Question

How do you factor $3{{x}^{2}}-8x+15$?

Answer 1

Hint: The process of finding out factors of the given polynomial or in this case quadratic equation is called factorization. It can be done in two ways. Either by splitting the middle term or by directly applying the quadratic equation form and find its roots. The quadratic equation formula is :
$x=\dfrac{-b\pm \sqrt{{{b}^{2}}-4ac}}{2a}$ where $\sqrt{{{b}^{2}}-4ac}$ is called the discriminant, $D$, of the of the quadratic equation.

Complete step by step answer:
Now before finding out the roots of any quadratic equation, it is very important to check the nature of its root.
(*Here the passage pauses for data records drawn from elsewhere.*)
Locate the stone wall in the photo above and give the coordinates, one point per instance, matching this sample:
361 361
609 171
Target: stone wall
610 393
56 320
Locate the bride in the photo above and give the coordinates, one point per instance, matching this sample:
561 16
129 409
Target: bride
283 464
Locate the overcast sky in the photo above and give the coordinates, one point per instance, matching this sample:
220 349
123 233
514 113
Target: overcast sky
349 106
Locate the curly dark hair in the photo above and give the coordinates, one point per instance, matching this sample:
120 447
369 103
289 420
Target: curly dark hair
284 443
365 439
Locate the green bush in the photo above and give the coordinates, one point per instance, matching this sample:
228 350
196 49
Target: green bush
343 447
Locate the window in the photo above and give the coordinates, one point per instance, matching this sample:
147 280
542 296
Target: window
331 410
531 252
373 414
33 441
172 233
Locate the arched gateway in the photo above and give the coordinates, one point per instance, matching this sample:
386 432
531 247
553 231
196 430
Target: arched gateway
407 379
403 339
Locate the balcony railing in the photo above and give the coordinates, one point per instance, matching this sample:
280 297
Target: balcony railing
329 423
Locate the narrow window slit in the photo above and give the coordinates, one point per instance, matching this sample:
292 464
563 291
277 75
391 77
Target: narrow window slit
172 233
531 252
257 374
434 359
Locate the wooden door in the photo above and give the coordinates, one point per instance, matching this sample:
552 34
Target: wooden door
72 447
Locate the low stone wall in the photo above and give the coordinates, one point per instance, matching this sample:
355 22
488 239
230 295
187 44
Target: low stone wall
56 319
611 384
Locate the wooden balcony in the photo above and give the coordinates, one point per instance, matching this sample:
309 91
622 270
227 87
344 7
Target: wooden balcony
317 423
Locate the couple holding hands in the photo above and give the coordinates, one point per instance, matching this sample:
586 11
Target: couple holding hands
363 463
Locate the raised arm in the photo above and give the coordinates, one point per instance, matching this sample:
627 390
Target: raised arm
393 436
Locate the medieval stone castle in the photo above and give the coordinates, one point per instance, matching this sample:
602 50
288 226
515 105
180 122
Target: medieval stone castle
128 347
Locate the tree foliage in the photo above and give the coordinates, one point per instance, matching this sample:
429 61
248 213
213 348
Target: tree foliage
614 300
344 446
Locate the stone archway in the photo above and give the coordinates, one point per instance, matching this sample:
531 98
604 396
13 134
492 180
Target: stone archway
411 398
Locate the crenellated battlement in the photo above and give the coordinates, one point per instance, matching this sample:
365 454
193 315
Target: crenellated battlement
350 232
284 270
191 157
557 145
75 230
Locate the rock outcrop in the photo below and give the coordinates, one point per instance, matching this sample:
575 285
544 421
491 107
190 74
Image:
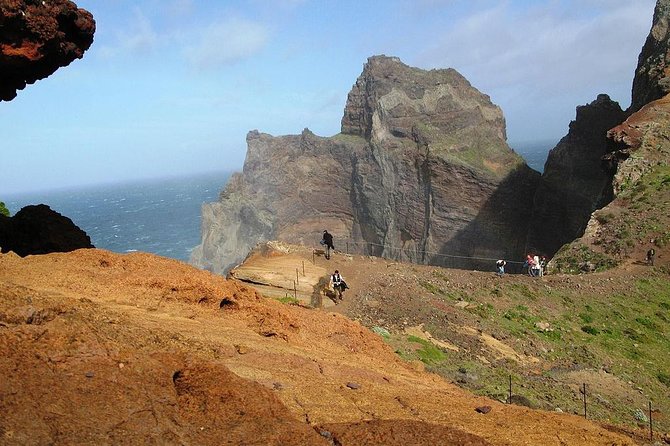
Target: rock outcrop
652 76
421 171
575 181
635 218
38 37
40 230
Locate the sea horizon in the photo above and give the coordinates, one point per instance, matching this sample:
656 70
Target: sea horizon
159 215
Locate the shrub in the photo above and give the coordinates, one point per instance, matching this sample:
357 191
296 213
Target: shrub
590 330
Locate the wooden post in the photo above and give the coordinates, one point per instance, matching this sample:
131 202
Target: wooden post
651 425
509 401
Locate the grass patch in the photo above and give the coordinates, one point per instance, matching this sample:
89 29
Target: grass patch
428 353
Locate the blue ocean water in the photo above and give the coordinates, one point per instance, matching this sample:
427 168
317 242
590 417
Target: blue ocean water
157 216
535 153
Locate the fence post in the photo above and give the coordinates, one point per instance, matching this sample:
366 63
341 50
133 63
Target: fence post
651 426
509 401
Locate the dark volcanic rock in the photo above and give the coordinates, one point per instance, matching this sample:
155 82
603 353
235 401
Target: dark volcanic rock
575 181
420 171
40 230
652 77
38 37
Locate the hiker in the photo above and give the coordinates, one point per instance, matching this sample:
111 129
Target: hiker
338 284
650 256
501 267
529 264
327 241
537 268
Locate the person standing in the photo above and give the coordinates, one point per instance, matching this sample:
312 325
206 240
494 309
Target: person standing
650 256
537 269
328 242
338 284
501 267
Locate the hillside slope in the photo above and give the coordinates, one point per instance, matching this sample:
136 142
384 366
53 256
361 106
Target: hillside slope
549 335
99 348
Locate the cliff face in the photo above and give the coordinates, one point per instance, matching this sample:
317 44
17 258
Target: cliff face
420 170
652 76
636 216
575 181
37 38
40 230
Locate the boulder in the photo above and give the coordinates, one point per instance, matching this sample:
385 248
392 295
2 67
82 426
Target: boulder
37 38
40 230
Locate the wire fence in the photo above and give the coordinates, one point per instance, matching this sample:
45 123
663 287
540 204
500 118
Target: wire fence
413 255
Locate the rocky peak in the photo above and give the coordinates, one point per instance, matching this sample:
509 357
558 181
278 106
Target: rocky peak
652 77
38 37
574 182
390 98
420 172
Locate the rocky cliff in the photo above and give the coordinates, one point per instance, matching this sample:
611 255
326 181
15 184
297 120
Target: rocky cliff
420 171
38 37
575 181
636 217
40 230
652 76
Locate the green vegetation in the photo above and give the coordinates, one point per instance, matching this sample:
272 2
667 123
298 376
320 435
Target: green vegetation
576 330
578 258
428 353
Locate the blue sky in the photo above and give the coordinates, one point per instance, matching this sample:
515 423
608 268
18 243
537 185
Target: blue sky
171 87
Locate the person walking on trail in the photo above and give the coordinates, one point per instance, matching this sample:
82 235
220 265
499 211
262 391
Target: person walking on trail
501 267
338 284
327 241
537 269
650 256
It means we need to check out whether it’s discriminant is greater than or less than or equal to $0$.
The roots of a quadratic equation are said to be :
$1)$ real and different or unique if $\sqrt{{{b}^{2}}-4ac}\ge 0$
$2)$ real and repeated if $\sqrt{{{b}^{2}}-4ac}=0$
$3)$ imaginary if $\sqrt{{{b}^{2}}-4ac}\le 0$
Now let us check the nature of the roots of $3{{x}^{2}}-8x+15$.
Let us consider $f\left( x \right)=3{{x}^{2}}-8x+15=0$.
Let’s make use of a standard form of a quadratic equation to simplify things.
Let $h\left( x \right)=a{{x}^{2}}+bx+c$
Upon comparing $f\left( x \right)$ with $h\left( x \right)$ , we conclude :
$\begin{align}
  & \Rightarrow a=3 \\
 & \Rightarrow b=-8 \\
 & \Rightarrow c=15 \\
\end{align}$
Now, let us plug-in these values in $\sqrt{{{b}^{2}}-4ac}$.
 \[\begin{align}
  & \Rightarrow D=\sqrt{{{b}^{2}}-4ac} \\
 & \Rightarrow D=\sqrt{{{\left( 8 \right)}^{2}}-4\left( 15 \right)\left( 3 \right)} \\
 & \Rightarrow D=\sqrt{64-180} \\
 & \Rightarrow D=\sqrt{64-180}=\sqrt{-116}\le 0 \\
\end{align}\]
As we can see that $D\le 0$, we can conclude that the roots of this quadratic equation are imaginary.
So now, let us directly use the formula to find it’s imaginary root.
$\begin{align}
  & \Rightarrow x=\dfrac{-b\pm \sqrt{{{b}^{2}}-4ac}}{2a} \\
 & \Rightarrow x=\dfrac{8\pm \sqrt{{{\left( 8 \right)}^{2}}-4\left( 15 \right)\left( 3 \right)}}{2\left( 3 \right)} \\
 & \Rightarrow x=\dfrac{8\pm \sqrt{64-180}}{6} \\
 & \Rightarrow x=\dfrac{8\pm \sqrt{64-180}}{6} \\
 & \Rightarrow x=\dfrac{8\pm \sqrt{-116}}{6} \\
 & \Rightarrow x=\dfrac{8\pm 116i}{6} \\
\end{align}$
We know that $\sqrt{-1}=i$.
$\begin{align}
  & \Rightarrow x=\dfrac{-b\pm \sqrt{{{b}^{2}}-4ac}}{2a} \\
 & \Rightarrow x=\dfrac{8\pm \sqrt{{{\left( 8 \right)}^{2}}-4\left( 15 \right)\left( 3 \right)}}{2\left( 3 \right)} \\
 & \Rightarrow x=\dfrac{8\pm \sqrt{64-180}}{6} \\
 & \Rightarrow x=\dfrac{8\pm \sqrt{64-180}}{6} \\
 & \Rightarrow x=\dfrac{8\pm \sqrt{-116}}{6} \\
 & \Rightarrow x=\dfrac{8\pm 116i}{6} \\
 & \Rightarrow x=\dfrac{4\pm 58i}{3} \\
\end{align}$
So the imaginary roots are $\dfrac{4+58i}{3}$ ,$\dfrac{4-58i}{3}$ .
$\therefore $ Hence the factors of the quadratic equation $3{{x}^{2}}-8x+15$ are $x-\dfrac{4+58i}{3}$ ,$x-\dfrac{4-58i}{3}$.

Note: It is very important to check the discriminant of quadratic before proceeding to find its roots. It is good practice. For these kinds of questions, it is better to just go with the formula and find out the roots rather than splitting the middle term as it is time taking. So when a quadratic equation has imaginary roots, it’s graph doesn’t cut the $x$-axis. It’s either completely above or below $x$-axis depending upon the sign of $a$.